Q2. How physically fit is a player at that moment:
• Tennis fitness
• Physical fitness
Q3. How fatigued is the player at that moment:
• Fatigue is multifaceted and therefore our monitoring system must be sensitive to different types of fatigue.
An effective load monitoring system needs to answer these questions if it is to be an applicable tool to aid in planning and reviewing training. Using data to prescribe training is by no means a hard science, especially when assessment tools are limited. With a subject number of 1, there is no way of knowing if our intervention is optimal or has even had a positive effect. This article outlines how we are developing our load monitoring systems for touring tennis players.
Part 1: Data Collection
In the absence of GPS for every training session, training impulse (TRIMP) is an effective way to uniformly characterise training loads across different modes of exercise. For this reason it can be easily applied to quantify training in tennis which has a broad range of training modalities. The data that we collect training load data on is:
- Tennis Training 1
- Tennis Training 2
- Singles Matchplay
- Doubles Matchplay
- Speed / Plyometrics
- Prehab / Rehab
For each of these we use Borg’s Rate of Perceived Exertion 1-10 Scale and duration (minutes) to characterise intensity and volume respectively. RPE x duration gives us training load for that session. This data allows us to see how training loads are distributed across types of training and how frequently certain sessions are done. When training players remotely, it also helps with advising players on the decisions they make on the road.

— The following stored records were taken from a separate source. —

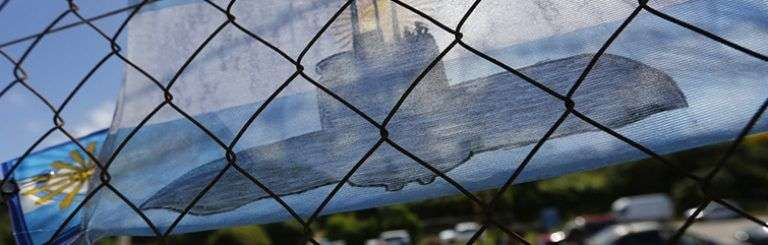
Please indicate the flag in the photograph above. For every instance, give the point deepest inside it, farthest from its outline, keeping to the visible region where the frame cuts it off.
(51, 184)
(297, 136)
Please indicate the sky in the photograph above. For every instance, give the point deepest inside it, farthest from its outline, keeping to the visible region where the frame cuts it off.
(55, 66)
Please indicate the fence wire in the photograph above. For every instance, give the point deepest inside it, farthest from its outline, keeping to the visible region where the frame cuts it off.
(21, 79)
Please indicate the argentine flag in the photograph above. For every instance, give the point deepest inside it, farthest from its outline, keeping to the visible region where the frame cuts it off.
(51, 183)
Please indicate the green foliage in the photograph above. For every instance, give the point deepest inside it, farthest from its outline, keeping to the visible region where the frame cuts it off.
(289, 232)
(244, 235)
(400, 217)
(349, 228)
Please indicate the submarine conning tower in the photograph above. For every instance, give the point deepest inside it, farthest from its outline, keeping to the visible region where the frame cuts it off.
(381, 65)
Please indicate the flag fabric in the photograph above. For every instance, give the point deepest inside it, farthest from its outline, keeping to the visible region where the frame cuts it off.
(51, 183)
(661, 85)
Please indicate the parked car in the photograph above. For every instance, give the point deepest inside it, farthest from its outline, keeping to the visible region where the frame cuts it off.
(579, 229)
(642, 233)
(714, 211)
(756, 236)
(461, 233)
(651, 207)
(465, 230)
(395, 237)
(447, 237)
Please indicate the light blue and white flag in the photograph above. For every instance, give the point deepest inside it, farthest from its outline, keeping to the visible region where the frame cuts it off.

Subjective wellness ratings are critical if we are to know how the player reacted to the loads they reported and gives an indication of fatigue. Some empirically sound scales that we use are:
- Energy Levels
- Muscle Soreness
- Quality of Sleep
- Hours of Sleep
- Readiness to Perform (an overall feeling and something I’ve added in)
We want to know if a player is carrying an injury, however big or small. Injuries in tennis are predominantly non-contact overuse injury and in that respect accumulate over time. Therefore with the correct intervention, we should in theory, be able to prevent niggles reaching a critical threshold where time off court is required. More easily said than done but an aspiration all the same. In a world of indirect measurements and estimations, niggles and injuries provide us with definitive information that tolerable load has been exceeded either from a local (e.g., muscle not strong enough) or systemic (whole body is not able to recovery) point of view. This valuable information helps to refine the player’s physical preparation programme to address these weaknesses.
Part 2: Basic Analysis
Collection of accurate data is one thing, but the strength of load monitoring is in asking the right questions, analysing the data to give you the answers and then modifying training or schedule accordingly. The next few paragraphs outline how we have tried to develop a useful tool for achieving these goals for tennis.
Much like other sports, we collect data in calendar weeks for the players. Tournaments are nearly always wrapped up by the Sunday of each week and our training programme at Bath often starts on a Monday so it makes sense to apportion the data collection into 7 day microcyles from Monday to Sunday. Weekly load is calculated as the summation of all session loads in that calendar week. Training monotony is a measure of variability of training (average daily load divided by standard deviation Monday-Sunday). A low training monotony with high day-to-day variation is good. We do plan training weeks to minimise load monotony but it is actually a strong characteristic of tour tennis. As such being able to handle load monotony is critical to being a successful tennis player.
Using basic analyses we can give a snapshot as to what occurred in that training week by splitting total load into different types of training (e.g – tennis, strength, conditioning, pre-habilitation work). Thorough data collection over a long period of time builds the picture of what we are preparing the player to handle physically (Q1). This is extremely useful when setting out a training philosophy but we need to further analyse the data to inform planning of training.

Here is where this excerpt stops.